Five Determinants of Consumer Spending
There are five determinants of consumer spending. These are the things that affect how much you spend. Changes in any of these components will affect consumer spending.
The most important determinant is disposable income. That's the average income minus taxes. Without it, no one would have the funds to buy the things they need. That makes disposable income one of the most important determinants of demand. As income increases so does demand. If manufacturers ramp up to meet demand, they create jobs. Workers' wages rise, creating more spending. It's a virtuous cycle leading to ongoing economic expansion. If demand increases but manufacturers don't increase supply, then they will raise prices. That creates inflation.
The second component is income per capita. It tells you how much each person has to spend. Income measurements might rise just because the population increases. Income per person reveals whether each person's standard of living is also improving.
Income inequality is the third determinant of spending. Some people's income may rise at a faster pace than others. The economy benefits when most of the gain goes toward low-income families. They must spend a more significant share of each dollar on necessities until they reach a living wage. The economy doesn't benefit as much when increases go toward high-income earners. They are more likely to save or invest additions to income instead of spending.
The fourth factor is the level of household debt. That includes credit card debt, auto loans, and school loans. Current consumer debt statistics show that household debt has reached new record levels. Surprisingly, high health care costs are one of the biggest causes of overwhelming debt.
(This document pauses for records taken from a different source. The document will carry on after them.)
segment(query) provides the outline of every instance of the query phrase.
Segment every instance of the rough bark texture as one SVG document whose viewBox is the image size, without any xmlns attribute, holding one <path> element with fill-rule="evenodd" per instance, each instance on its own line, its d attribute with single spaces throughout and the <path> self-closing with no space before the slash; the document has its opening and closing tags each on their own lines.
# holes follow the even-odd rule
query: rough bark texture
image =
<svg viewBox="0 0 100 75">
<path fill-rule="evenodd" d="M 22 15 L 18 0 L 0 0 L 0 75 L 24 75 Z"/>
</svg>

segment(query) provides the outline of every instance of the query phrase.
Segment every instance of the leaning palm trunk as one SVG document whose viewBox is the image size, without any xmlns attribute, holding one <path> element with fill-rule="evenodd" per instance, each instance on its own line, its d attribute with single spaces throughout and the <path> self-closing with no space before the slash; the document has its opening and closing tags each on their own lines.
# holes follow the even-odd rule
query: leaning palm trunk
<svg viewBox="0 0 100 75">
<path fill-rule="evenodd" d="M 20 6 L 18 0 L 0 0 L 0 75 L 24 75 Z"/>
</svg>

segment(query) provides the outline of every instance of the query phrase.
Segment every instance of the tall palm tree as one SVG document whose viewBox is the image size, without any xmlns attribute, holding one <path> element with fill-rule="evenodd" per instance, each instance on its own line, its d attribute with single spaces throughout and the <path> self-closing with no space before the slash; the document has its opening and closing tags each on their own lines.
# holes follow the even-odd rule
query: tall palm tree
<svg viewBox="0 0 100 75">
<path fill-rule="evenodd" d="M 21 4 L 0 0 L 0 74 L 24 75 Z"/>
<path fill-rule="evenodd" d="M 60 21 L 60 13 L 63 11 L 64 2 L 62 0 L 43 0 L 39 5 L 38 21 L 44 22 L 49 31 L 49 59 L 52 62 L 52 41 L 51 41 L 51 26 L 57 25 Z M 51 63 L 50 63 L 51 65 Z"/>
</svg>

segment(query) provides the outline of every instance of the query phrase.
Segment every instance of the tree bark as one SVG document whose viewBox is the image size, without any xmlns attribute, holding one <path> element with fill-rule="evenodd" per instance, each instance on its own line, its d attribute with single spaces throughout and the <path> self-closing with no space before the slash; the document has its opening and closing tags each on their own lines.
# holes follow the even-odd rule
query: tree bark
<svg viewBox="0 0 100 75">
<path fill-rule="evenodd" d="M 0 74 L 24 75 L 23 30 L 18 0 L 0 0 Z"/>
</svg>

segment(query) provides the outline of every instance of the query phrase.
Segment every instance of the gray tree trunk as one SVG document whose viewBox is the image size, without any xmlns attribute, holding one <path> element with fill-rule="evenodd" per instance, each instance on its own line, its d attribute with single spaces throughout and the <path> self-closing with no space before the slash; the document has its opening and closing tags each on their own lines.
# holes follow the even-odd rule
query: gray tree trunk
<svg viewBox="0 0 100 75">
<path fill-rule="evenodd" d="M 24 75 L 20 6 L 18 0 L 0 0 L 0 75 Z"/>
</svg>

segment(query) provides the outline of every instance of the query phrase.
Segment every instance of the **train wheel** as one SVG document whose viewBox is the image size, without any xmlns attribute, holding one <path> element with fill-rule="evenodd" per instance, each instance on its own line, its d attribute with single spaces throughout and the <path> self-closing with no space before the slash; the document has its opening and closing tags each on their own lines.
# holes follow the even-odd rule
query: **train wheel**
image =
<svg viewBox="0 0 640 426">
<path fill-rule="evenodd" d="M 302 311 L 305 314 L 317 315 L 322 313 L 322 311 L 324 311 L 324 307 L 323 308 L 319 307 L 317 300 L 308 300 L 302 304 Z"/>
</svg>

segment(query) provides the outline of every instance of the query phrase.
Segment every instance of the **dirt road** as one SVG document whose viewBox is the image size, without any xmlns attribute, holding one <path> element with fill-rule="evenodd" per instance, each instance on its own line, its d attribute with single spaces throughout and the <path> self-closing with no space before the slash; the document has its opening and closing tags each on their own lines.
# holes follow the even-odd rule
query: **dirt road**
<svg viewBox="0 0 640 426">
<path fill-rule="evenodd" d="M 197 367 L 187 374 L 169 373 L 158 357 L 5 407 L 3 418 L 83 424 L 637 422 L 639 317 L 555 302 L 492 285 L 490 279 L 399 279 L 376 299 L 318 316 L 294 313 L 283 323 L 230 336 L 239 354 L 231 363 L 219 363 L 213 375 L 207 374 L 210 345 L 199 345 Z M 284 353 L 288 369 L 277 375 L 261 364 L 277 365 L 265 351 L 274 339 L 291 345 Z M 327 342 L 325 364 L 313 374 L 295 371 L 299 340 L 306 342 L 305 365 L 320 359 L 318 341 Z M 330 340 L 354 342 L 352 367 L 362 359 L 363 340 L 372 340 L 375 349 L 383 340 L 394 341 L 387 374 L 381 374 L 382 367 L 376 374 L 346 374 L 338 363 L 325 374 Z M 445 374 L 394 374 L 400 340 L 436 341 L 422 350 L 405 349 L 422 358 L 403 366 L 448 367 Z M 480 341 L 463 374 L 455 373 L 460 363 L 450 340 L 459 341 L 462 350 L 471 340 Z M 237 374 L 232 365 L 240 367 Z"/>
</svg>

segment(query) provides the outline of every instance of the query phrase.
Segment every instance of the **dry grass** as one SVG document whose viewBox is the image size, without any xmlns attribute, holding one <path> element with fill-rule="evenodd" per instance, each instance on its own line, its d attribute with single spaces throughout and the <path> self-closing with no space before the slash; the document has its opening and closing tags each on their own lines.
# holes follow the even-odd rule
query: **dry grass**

The fifth determinant is consumer expectations. If people are confident, they are more likely to spend now. The Consumer Confidence Index measures how confident people are about the future. It includes their expectations of inflation. If consumers expect inflation to be high, they will buy more now to avoid future price increases. That's why the Federal Reserve targets a 2% inflation rate.
How It Affects You
Consumer spending is the single most important driving force of the U.S. economy. Keynesian economic theory says that the government should stimulate spending to end a recession. On the other hand, supply-side economists believe the government should cut business taxes to create jobs. But companies won't boost production without demand no matter how low taxes are.
If you doubt this, think about what would happen if everyone stopped spending. Businesses would eventually go bankrupt and lay off workers. The government would then have no one to tax.
The economy would have to rely on exports, assuming other countries kept up their consumer spending. Borrowing would keep the government and factories open. These additional components of the gross domestic product aren't as critical as consumer spending.
Even a small downturn in consumer spending damages the economy. As it drops off, economic growth slows. Prices drop, creating deflation. If slow consumer spending continues, the economy contracts.
But too much of a good thing can also be damaging. When consumer demand exceeds manufacturers' ability to provide the goods and services, prices increase. If this goes on, it creates inflation. If consumers expect ever-increasing prices, they will spend more now. That further increases demand, forcing businesses to raise prices. It becomes a self-fulfilling prophecy that 's hard to stop. That's why the primary mandate of the nation's central bank, the Federal Reserve, is to ward off inflation.
How Consumer Spending Is Measured
Consumer spending is measured in many different ways. The most comprehensive is the monthly Personal Consumption Expenditures (PCE) report.
The Consumer Expenditure Survey is released in August each year by the Bureau of Labor Statistics. It is similar to the PCE but has a little more detail about types of households. That's because the BLS analyzes data from the U.S. Census. The BLS releases the most current report in September each year.
Retail sales is another component of consumer spending. You can check how healthy it is with the most recent retail sales statistics.
The Bottom Line
Consumer spending drives a significantly large part of U.S. GDP. This makes it one of the biggest determinants of economic health. Data on what consumers buy, don’t buy, or wish to spend their money on can tell you a lot where the economy may be heading. Watching the trend on consumer spending can serve as an invaluable tool for managing your investments.